Pourquoi maintenant ? Parce que la demande client monte : sécuriser les process, réduire les ruptures, renforcer la conformité. Bertrand Servary rappelle aussi une vérité embarrassante : « longtemps, la signature “ressemblait” à quelque chose d’artisanal (imprimer, signer, scanner), ce qui ouvre la porte à la fraude et ne garantit pas une valeur légale robuste ». Aujourd’hui, les entreprises veulent des solutions certifiées, opposables, qui tiennent dans le temps. YouSign est choisi aussi pour une cohérence d’ADN (entreprises françaises à vocation européenne) et des référentiels communs, notamment ISO 27001.

L’Europe : l’intendance avant l’épopée

“On prend des outils américains parce qu’il n’y a pas d’équivalent en Europe”, est un refrain commode, devenu réflexe pavlovien des achats IT. Et il n’est pas entièrement faux.
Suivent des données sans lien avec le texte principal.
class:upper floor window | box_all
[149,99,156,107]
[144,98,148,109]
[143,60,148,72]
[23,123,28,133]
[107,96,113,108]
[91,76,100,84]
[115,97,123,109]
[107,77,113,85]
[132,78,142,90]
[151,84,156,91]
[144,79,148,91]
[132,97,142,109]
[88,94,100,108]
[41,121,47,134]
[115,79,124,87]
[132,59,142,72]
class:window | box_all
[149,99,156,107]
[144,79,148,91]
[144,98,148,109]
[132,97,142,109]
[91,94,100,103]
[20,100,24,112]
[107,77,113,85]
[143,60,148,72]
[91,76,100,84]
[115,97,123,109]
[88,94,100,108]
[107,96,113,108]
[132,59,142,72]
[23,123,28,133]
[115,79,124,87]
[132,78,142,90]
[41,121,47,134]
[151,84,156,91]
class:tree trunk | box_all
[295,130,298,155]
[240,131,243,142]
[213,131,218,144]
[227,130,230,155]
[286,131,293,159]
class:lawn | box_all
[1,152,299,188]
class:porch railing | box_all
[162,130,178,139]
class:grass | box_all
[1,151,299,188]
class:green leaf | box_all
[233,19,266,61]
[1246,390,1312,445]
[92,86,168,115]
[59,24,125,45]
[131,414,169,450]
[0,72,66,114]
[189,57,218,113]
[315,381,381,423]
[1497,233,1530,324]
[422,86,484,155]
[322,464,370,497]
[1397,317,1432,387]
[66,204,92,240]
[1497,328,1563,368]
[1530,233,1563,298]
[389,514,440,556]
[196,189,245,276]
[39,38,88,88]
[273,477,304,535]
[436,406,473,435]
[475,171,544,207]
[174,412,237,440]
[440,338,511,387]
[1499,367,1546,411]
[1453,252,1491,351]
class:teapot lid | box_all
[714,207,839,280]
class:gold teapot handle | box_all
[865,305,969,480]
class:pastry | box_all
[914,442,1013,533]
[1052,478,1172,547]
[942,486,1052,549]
Les organisations en France et en Europe attendent des solutions au niveau : robustes fonctionnellement, et robustes sur le plan de la sécurité.

« C’est précisément notre positionnement chez NetExplorer : être expert sur notre périmètre. Nous, c’est la gestion documentaire ; comme YouSign, c’est la signature électronique. Et c’est d’ailleurs pour ça qu’on travaille avec un partenaire sur la signature plutôt que de la développer nous-mêmes : ce n’est pas notre métier. L’enjeu, c’est d’avoir, brique par brique, des solutions spécialisées, solides, qui permettent aux organisations d’atteindre le niveau d’exigence attendu, à la fois en fonctionnalités et en sécurité », détaille Bertrand Servary.

Et ce besoin de confiance numérique et d’indépendance, on le retrouve partout : ce n’est pas uniquement un sujet français, c’est un sujet européen.

Sur l’ambition européenne, NetExplorer assume une stratégie structurée par vagues. « Nos pays cibles de premier niveau, ce sont l’Espagne, le Portugal, l’Italie et l’Allemagne. En parallèle, on est déjà présents au Luxembourg, aux Pays-Bas, en Belgique et en Suisse. Ensuite, on avancera progressivement, notamment vers l’Europe de l’Est. L’idée, c’est une expansion structurée, pays par pays », conclut le dirigeant.

Bâtir, habiter, opérer

Côté coulisses, l’entreprise recrute surtout des profils techniques : produit (roadmap, innovation, évolutions fonctionnelles) et tech (développement, mise en œuvre), avec un besoin de profils expérimentés sur des sujets critiques. En 2026, NetExplorer vise environ 40 collaborateurs et un objectif de 5 millions d’euros de chiffre d’affaires en fin d’année.

L’organisation interne, par ailleurs, a une originalité qui dit quelque chose du projet : Toulouse porte l’essentiel de l’ingénierie, Paris concentre surtout l’infrastructure et l’exploitation. Et Bertrand Servary insiste sur l’ancrage occitan : « Toulouse est une priorité : on est encore en périphérie aujourd’hui, mais on a un projet d’implantation à terme dans le cœur historique ». Contrairement au mot « souveraineté », le doudou de NetExplorer n’est peut-être pas institutionnel, mais il est rose.

Sur la photo: Bertrand Servary, fondateur de NetExplorer (©NetExplorer).